Interpretation & Findings

With archival research, on-site investigations, and laboratory analysis, a compilation of our research is prepared and presented to the pastor, building committee, and/or parish.

From photos of the church we are able to get a cohesive idea of what the original decoration and paintings looked like, through the onsite paint analysis we are able to connect the photos to these “windows” into the original decoration, and by analyzing the samples we match and mix paint colors to the original.

Now that there is a basic understanding of how the church might have looked the pastor and the building committee can visually understand that the decorative painting revealed is typical of the Gothic churches, unlike white walls. In the case of the Basilica, the walls were heavily decorated with numerous patterns and stencil designs throughout the church. Different symbolism in the church’s original design communicates imagery of the Gospel Writers, motifs honoring Christ and Mary and a strong masculine color palette for the church’s patron, St. John the Evangelist.

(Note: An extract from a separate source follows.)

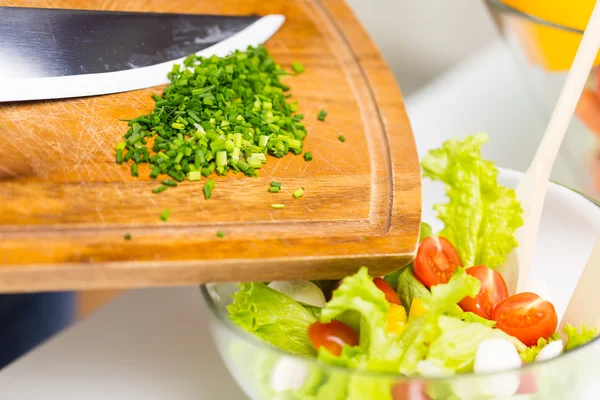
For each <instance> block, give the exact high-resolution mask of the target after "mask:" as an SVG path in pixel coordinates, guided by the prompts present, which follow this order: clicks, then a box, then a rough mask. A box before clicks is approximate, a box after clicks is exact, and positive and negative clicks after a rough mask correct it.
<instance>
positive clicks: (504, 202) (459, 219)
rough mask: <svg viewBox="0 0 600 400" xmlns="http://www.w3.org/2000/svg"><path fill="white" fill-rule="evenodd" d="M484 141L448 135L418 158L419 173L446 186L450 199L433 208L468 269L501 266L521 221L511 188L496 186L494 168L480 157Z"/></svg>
mask: <svg viewBox="0 0 600 400" xmlns="http://www.w3.org/2000/svg"><path fill="white" fill-rule="evenodd" d="M487 140H488V137H487V135H485V134H477V135H474V136H469V137H467V138H465V139H464V140H463V141H460V140H458V139H452V140H449V141H447V142H445V143H444V144H443V146H442V148H440V149H436V150H432V151H430V152H429V154H427V155H426V156H425V157H424V158H423V160H422V162H421V166H422V168H423V176H424V177H426V178H430V179H432V180H436V181H441V182H442V183H444V185H445V187H446V194H447V196H448V199H449V202H448V203H447V204H438V205H436V206H435V209H436V211H437V213H438V218H439V219H440V220H441V221H442V222H443V223H444V229H443V230H442V231H441V232H440V235H441V236H444V237H445V238H447V239H448V240H450V242H452V244H454V246H455V247H456V249H457V251H458V253H459V254H460V256H461V259H462V261H463V264H464V265H465V266H467V267H469V266H472V265H477V264H483V265H486V266H488V267H490V268H495V267H497V266H499V265H502V264H503V263H504V259H505V258H506V255H507V254H508V253H509V252H510V251H511V250H512V249H513V248H515V247H516V246H517V242H516V239H515V237H514V233H515V230H516V229H517V228H518V227H519V226H521V225H522V224H523V219H522V217H521V214H522V209H521V205H520V203H519V201H518V200H517V197H516V193H515V191H514V190H513V189H509V188H506V187H503V186H500V185H499V184H498V181H497V176H498V170H497V169H496V167H495V166H494V164H493V163H492V162H491V161H488V160H485V159H483V158H482V156H481V146H482V145H483V144H484V143H485V142H487Z"/></svg>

With the information compiled from the paint analysis at the Basilica of St. John the Evangelist, the designs were recreated and the colors were matched to the original designs uncovered. The photo above shows the interior today, an incredible church, properly decorated to support the architecture but it all began with curiosity and a little investigation to see what was and what could be. Read & See More about the Basilica of St. John the Evangelist.

 
 

The decorative arts must grow out of and compliment the architecture. That being said the designs within a church should reflect the time it was built, take into consideration the present age in which it is being decorated, and look towards the future to create a design that will stand the test of time. Ecclesiastical decoration should possess the most perfect proportion and harmony as to reflect the perfection of the Divine. With the information collected, there are numerous design possibilities: reinstating the original or developing a new paint campaign based on the original however, we must remember that the design must simultaneously acknowledge the history of the parish, support the architecture, illustrate the Liturgy and endure for generations to come.